Notre Père céleste se soucie de nous tout comme le père angoissé qui m’a téléphoné à propos de sa fille. L’amour de Dieu est « vaste comme l’éternité » (Moïse 7:41) et il est profondément peiné quand ses enfants se blessent mutuellement. Dans une conversation touchante avec Hénoc, il pleure. « Ceux-ci qui sont tes frères; ils sont l’œuvre de mes mains ; […] et je leur ai aussi donné le commandement de s’aimer les uns les autres […] ; mais voici, ils sont sans affection et ils haïssent leur propre sang » (Moïse 7:32-33).

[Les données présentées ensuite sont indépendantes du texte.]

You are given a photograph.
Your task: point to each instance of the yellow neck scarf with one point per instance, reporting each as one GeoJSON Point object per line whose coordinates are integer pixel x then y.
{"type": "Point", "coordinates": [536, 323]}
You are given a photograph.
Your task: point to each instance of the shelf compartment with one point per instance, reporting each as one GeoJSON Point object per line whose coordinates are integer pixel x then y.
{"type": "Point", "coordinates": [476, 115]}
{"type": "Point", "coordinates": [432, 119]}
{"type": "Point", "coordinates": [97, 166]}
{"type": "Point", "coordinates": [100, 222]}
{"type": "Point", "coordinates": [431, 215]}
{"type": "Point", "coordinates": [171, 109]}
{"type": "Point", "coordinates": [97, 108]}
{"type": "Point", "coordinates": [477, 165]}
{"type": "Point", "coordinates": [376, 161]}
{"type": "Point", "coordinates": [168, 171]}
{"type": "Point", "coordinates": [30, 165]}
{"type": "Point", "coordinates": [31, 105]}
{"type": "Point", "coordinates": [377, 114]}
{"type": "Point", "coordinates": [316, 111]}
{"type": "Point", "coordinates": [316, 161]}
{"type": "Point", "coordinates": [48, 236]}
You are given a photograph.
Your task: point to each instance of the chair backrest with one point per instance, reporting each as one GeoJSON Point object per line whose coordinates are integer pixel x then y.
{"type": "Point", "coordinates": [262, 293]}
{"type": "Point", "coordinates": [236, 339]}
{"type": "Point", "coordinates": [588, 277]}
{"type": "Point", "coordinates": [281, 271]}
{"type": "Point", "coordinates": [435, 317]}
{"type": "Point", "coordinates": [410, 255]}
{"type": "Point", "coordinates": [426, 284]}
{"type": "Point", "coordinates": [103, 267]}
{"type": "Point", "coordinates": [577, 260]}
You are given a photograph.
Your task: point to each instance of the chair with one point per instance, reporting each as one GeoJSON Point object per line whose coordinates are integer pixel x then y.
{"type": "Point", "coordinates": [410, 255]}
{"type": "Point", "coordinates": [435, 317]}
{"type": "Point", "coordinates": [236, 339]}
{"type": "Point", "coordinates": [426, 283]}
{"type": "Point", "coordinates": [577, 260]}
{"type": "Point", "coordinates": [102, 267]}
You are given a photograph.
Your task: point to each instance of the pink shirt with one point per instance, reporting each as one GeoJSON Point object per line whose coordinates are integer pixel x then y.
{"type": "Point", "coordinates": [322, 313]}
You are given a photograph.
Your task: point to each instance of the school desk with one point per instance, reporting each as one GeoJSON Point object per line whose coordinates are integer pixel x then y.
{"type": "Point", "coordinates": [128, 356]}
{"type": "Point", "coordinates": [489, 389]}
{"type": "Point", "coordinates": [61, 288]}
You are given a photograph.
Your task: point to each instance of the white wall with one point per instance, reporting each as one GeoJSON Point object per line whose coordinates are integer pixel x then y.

Il y a des pleurs dans les cieux et sur la terre quand des corps et des âmes sont blessés. Toutefois, avec de l’humilité, le pouvoir de Dieu et l’aide de thérapeutes quand c’est nécessaire, il est possible de mettre un terme aux comportements qui causent des torts et de créer un foyer empreint de dignité, de sécurité et d’amour.

Notes

  1. Pour plus de renseignements sur les violences physiques, consultez le site abuse.ChurchofJesusChrist.org. Pour plus de renseignements sur les agressions et les sévices sexuels, voir Benjamin M. Ogles, « Agency, Accountability, and the Atonement of Jesus Christ: Application to Sexual Assault » (veillée spirituelle de l’université Brigham Young, 30 janvier 2018), speeches.byu.edu et Chieko N. Okazaki, « Healing from Sexual Abuse » (conférence de l’université Brigham Young, 23 octobre 2002).

  2. voir Maryam Ajilian Abbasi, Masumeh Saeidi, Gholamreza Khademi, Bibi Leila Hoseini, Zahra Emami Moghadam, « Child Maltreatment in the World: A Review Article », International Journal of Pediatrics, vol. 3, n°. 1, 2014, p. 353-365.

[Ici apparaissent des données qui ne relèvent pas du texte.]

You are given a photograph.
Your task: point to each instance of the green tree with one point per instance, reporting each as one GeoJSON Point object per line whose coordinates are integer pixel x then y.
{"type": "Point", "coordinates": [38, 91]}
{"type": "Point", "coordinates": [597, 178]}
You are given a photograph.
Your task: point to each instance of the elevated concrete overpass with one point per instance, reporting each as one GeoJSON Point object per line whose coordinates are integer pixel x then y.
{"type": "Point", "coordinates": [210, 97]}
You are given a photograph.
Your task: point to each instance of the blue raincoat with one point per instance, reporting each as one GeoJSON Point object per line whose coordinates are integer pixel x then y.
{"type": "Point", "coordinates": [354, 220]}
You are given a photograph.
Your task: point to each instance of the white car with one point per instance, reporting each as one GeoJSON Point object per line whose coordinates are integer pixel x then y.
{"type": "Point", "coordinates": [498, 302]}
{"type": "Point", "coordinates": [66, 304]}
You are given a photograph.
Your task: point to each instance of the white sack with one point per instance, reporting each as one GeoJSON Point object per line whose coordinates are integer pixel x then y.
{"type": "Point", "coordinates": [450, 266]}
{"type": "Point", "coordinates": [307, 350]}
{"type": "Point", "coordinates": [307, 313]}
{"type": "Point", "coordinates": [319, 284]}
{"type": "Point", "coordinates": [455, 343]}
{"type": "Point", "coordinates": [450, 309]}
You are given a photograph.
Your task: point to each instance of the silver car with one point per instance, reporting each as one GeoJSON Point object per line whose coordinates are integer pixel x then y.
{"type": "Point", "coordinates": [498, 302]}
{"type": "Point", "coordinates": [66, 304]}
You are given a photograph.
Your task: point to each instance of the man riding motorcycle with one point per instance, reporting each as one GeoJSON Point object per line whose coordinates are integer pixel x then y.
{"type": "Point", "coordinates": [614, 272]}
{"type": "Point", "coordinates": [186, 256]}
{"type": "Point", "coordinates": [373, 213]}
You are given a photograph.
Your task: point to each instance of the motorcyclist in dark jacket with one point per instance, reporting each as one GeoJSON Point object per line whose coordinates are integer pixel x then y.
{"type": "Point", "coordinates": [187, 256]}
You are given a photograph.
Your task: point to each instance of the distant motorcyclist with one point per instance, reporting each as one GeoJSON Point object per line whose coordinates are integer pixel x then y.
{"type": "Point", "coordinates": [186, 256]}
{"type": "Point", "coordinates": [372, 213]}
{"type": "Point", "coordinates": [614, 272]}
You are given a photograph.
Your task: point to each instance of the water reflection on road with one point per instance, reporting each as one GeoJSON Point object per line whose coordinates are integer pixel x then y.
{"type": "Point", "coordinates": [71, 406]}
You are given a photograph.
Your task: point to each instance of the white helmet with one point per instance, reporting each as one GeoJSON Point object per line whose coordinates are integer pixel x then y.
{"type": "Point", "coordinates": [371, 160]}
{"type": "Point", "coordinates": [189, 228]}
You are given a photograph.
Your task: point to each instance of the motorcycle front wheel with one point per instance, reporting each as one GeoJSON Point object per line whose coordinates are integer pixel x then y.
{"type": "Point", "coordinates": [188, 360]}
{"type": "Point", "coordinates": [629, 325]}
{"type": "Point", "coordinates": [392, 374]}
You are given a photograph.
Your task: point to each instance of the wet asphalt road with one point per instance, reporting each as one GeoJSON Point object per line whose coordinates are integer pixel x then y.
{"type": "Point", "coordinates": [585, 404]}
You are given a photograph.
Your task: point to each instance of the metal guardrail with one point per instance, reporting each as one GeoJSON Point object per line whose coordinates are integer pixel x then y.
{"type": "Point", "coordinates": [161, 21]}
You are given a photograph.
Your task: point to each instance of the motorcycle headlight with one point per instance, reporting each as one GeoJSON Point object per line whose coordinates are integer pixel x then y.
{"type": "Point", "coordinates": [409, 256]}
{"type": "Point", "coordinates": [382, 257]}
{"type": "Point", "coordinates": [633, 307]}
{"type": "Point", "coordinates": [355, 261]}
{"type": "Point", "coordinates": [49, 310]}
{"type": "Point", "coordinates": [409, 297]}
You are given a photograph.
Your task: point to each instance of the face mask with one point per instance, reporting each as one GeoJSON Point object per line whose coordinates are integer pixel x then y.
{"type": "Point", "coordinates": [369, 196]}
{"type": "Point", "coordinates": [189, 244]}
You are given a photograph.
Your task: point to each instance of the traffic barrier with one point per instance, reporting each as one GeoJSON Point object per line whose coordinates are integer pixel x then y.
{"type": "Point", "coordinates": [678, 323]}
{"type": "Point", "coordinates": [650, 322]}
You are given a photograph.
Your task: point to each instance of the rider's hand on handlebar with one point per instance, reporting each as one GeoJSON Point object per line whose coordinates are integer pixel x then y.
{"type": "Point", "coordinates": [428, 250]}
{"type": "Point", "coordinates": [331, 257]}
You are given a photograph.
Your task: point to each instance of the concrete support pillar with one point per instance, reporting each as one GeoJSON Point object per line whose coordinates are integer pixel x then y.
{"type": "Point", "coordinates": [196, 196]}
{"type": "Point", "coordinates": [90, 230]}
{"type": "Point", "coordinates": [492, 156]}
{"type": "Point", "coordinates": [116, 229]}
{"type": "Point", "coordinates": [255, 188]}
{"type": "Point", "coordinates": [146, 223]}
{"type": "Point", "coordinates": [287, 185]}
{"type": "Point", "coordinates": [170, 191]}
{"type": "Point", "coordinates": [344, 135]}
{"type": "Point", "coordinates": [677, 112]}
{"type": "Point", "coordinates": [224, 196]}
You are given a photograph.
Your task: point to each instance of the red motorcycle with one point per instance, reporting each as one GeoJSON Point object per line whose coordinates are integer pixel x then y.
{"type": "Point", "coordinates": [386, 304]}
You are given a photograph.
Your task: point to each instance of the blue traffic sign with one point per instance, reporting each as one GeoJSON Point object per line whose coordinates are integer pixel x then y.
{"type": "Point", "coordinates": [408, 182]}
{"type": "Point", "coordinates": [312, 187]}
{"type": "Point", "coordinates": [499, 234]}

  3. voir Hamby, S., « Current controversies: Are women really as violent as men? The ‘gender symmetry’ controversy », in Claire M. Renzetti, Jeffrey L. Edleson et Raquel Kennedy Bergen, Sourcebook on Violence Against Women, 3e éd., 2018, p. 78-82.

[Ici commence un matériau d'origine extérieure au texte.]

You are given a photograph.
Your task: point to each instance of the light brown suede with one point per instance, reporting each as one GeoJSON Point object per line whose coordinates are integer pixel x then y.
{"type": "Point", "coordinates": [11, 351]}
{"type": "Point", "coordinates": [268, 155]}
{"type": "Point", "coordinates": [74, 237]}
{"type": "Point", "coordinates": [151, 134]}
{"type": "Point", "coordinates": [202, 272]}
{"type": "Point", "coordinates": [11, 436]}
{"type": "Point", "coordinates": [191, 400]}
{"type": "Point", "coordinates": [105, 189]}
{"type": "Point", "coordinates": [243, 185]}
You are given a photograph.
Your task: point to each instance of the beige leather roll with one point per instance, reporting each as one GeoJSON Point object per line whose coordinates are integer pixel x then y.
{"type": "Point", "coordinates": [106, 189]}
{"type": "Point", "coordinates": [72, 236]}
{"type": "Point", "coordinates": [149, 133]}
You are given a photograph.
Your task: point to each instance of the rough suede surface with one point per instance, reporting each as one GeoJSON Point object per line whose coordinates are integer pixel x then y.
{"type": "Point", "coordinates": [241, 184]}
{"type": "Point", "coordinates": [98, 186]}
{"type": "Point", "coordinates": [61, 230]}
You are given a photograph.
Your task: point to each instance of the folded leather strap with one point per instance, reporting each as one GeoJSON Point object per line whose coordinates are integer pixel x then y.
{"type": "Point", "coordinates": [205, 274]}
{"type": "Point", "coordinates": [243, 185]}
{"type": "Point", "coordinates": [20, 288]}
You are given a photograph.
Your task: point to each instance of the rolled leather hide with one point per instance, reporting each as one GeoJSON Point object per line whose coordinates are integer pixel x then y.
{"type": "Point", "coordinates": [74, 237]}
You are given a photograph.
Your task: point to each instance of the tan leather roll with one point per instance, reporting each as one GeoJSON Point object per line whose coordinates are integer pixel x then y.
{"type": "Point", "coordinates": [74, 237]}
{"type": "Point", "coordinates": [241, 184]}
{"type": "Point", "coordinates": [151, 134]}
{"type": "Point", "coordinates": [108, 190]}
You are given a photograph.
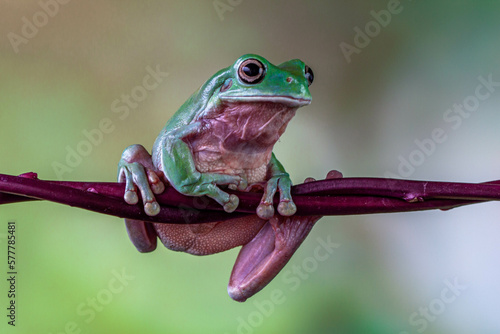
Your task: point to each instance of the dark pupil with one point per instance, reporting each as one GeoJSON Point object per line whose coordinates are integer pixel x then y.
{"type": "Point", "coordinates": [252, 70]}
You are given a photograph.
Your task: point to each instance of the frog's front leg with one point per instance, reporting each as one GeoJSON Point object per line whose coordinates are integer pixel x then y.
{"type": "Point", "coordinates": [278, 180]}
{"type": "Point", "coordinates": [136, 170]}
{"type": "Point", "coordinates": [179, 167]}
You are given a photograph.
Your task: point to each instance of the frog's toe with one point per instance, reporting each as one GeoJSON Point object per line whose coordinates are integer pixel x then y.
{"type": "Point", "coordinates": [131, 197]}
{"type": "Point", "coordinates": [157, 186]}
{"type": "Point", "coordinates": [265, 211]}
{"type": "Point", "coordinates": [287, 208]}
{"type": "Point", "coordinates": [232, 203]}
{"type": "Point", "coordinates": [152, 208]}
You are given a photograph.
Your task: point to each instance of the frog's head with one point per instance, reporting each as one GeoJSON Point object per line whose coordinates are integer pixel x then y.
{"type": "Point", "coordinates": [248, 105]}
{"type": "Point", "coordinates": [253, 79]}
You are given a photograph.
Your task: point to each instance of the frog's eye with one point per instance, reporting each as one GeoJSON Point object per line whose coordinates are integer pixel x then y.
{"type": "Point", "coordinates": [309, 75]}
{"type": "Point", "coordinates": [251, 71]}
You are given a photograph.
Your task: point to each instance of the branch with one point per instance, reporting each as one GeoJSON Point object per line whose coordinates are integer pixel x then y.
{"type": "Point", "coordinates": [341, 196]}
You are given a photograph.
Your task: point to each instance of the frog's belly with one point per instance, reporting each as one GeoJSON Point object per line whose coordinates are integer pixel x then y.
{"type": "Point", "coordinates": [215, 162]}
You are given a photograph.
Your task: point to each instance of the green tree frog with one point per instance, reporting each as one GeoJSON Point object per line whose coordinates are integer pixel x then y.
{"type": "Point", "coordinates": [222, 137]}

  4. « La famille : Déclaration au monde », Le Liahona, mai 2017, p. 145.

  5. « La famille : Déclaration au monde. »

  6. Jason B. Whiting, Megan Oka et Stephen T. Fife, « Appraisal distortions and intimate partner violence: Gender, power, and interaction », Journal of Marital and Family Therapy, 2012, suppl. 1, p. 113-149.

  7. Vous trouverez d’autres exemples scripturaires de résistance à la vérité dans Jean 3:19-21 ; Actes 7:54 ; 2 Néphi 1:25-26 et 2 Néphi 4:13.

  8. Voir « La famille : Déclaration au monde » ; voir aussi H. Burke Peterson, « La domination injuste dans le mariage », L’Étoile, juin 1990, p. 16-23 pour plus de renseignements sur la doctrine de l’égalité et les questions à méditer concernant les relations d’alliance.

  9. Les personnes qui subissent des sévices s’interrogent souvent sur les choix à faire pour leur propre sécurité ou celle des autres, ainsi que sur la nécessité de fixer des limites à leurs interactions avec les personnes qui les blessent. James E. Faust (1920-2007) a parlé de cette situation difficile où quelqu’un est piégé dans « une relation prolongée et apparemment sans espoir et nuisible à la dignité humaine d’une personne » (« Enrichir votre mariage », Le Liahona, avril 2007, p. 3) ; pour plus de renseignements, voir aussi la section « Aide aux victimes » sur le site web de l’Église pour la prévention des sévices.